Apolítica brasileira é ciclotímica desde tempos imemoriais. Não há vencedores absolutos nem perdedores definitivos na história do Brasil. Todos se acomodam de maneira que o objetivo é sempre o consenso. Essa é uma norma não escrita. Sempre que surge alguém disposto a denunciar, avançar em reformas estruturais, o tempo se encarrega de reduzir o ímpeto de quem diverge do centro. A escravidão foi protelada até que a princesa Isabel, que não era dedicada à política e aos políticos, assinou a Lei Áurea. Um ano depois, o Império caiu e foi substituído por uma República hesitante, monitorada por militares. Uma fábrica de crises que existe até hoje.
Em tempos recentes, a operação Lava-Jato foi saudada por todos aqueles que desejavam modernizar a política nacional. Acabar com os desvios de verba, sobretudo aqueles verificados na Petrobras. Muita gente confessou, devolveu milhões de dólares à petroleira e bom número de políticos foi preso, inclusive o então ex-presidente Lula. Por intermédio de uma hermenêutica complexa, o STF foi liberando um a um todos os acusados, inclusive Lula, o metalúrgico, que se transformou, pela terceira vez, em presidente da República. Nada é definitivo na história do Brasil. Em política, se morre várias vezes.
Os ministros do Supremo Tribunal Federal, por diversas circunstâncias, se transformaram, nos últimos anos, numa espécie de consciência nacional. O ex-presidente Jair Bolsonaro tentou de todas as formas encontrar o caminho para o golpe de Estado. Criticou nomeadamente os ministros do STF, falou mal das urnas eletrônicas, exaltou o poder dos militares e ameaçou não cumprir decisões judiciais. Suas excelências se expuseram demais em entrevistas públicas sobre os mais diversos assuntos, chegando, inclusive, a apresentar projeto de governo.
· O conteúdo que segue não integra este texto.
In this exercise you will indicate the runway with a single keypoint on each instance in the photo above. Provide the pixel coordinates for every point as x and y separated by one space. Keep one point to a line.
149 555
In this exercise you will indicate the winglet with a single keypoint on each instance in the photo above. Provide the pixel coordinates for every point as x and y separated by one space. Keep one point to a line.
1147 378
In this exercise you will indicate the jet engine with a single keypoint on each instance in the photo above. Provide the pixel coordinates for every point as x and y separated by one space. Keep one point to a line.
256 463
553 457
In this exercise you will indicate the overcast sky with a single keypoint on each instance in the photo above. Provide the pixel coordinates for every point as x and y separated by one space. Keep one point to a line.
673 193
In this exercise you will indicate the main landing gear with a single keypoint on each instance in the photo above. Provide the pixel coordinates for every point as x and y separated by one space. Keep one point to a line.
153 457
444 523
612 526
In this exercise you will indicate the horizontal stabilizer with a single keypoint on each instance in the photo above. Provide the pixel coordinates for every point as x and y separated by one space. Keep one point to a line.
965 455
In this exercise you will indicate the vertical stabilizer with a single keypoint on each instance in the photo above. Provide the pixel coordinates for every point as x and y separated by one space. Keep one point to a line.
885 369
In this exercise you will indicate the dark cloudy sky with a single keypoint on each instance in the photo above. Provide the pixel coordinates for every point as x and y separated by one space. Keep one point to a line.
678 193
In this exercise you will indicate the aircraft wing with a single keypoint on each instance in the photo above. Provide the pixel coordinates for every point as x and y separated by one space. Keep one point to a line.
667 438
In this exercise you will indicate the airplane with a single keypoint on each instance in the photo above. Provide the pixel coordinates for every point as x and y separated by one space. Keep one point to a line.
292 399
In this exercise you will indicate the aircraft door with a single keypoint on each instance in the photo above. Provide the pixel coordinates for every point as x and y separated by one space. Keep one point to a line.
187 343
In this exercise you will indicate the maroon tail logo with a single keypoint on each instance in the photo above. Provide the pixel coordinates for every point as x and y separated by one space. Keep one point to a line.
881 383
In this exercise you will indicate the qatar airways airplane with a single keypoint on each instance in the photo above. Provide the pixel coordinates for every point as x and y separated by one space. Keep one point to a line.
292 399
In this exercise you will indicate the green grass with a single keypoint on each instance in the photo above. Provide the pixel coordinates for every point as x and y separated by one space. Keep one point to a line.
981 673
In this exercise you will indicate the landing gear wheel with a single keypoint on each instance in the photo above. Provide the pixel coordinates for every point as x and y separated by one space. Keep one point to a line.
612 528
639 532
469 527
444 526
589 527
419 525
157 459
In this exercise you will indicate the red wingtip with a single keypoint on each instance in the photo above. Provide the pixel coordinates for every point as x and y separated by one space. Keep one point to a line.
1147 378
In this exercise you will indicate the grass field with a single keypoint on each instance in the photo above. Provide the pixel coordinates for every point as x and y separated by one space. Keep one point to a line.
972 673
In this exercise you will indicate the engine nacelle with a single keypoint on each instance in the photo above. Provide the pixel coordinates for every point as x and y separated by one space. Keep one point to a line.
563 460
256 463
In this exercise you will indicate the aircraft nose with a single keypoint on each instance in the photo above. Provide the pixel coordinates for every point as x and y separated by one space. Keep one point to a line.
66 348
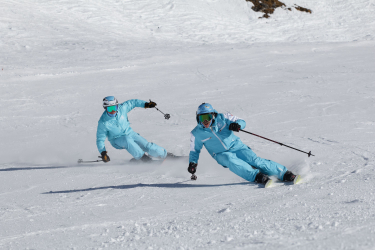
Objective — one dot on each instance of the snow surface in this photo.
(306, 80)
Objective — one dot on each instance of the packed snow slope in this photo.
(304, 80)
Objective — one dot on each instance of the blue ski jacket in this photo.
(217, 138)
(114, 127)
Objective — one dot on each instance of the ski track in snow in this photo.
(304, 80)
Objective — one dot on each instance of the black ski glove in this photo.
(150, 104)
(105, 157)
(235, 127)
(192, 167)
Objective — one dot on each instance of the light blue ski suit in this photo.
(229, 151)
(121, 136)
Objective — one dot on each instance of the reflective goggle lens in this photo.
(205, 117)
(111, 108)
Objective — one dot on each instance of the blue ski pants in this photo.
(246, 164)
(136, 145)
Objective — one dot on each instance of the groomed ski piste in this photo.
(306, 80)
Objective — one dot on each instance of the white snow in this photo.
(306, 80)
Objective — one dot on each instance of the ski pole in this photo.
(166, 116)
(281, 144)
(81, 161)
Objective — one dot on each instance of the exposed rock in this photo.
(269, 6)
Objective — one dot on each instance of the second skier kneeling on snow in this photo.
(215, 132)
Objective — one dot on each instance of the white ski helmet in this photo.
(109, 101)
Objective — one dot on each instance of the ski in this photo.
(268, 183)
(297, 180)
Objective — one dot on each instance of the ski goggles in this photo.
(111, 108)
(205, 117)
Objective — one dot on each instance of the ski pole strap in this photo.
(281, 144)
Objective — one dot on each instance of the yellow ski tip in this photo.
(269, 183)
(298, 179)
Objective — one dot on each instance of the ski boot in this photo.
(145, 158)
(263, 179)
(289, 177)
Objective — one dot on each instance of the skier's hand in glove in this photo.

De repente, o Egrégio Colegiado transformou-se em trincheira para defender a democracia brasileira. Os ministros responderam aos ataques recebidos e à violência cometida contra o prédio do STF e, em especial, seu plenário. Eles fizeram política. Aliás, não há um Supremo, existem 11 Supremos, cada ministro tem espaço suficiente para exercer seu trabalho. E opinar sobre os caminhos a serem percorridos pelo país. Não há dúvida de que os ministros, em alguns momentos, foram além da linha vermelha, a que não pode ser ultrapassada
A proposta de emenda constitucional aprovada pelo Senado por 52 a 18 não muda a essência da rotina dos trabalhos da suprema corte. Recentemente, o jurista Joaquim Falcão perguntou a um presidente do STF como é elaborada a pauta de uma sessão plenária. A resposta é impressionante: por uma funcionária de segundo escalão. Algumas mudanças já tinham sido objeto da preocupação da ex-presidente Rosa Weber. Ela determinou prazo para o pedido de vista. Ela, aliás, cumpriu brilhantemente sua presidência sem dar entrevistas, nem se pronunciar sobre a política brasileira. Discreta, fez valer sua opinião sem provocar nenhum tumulto.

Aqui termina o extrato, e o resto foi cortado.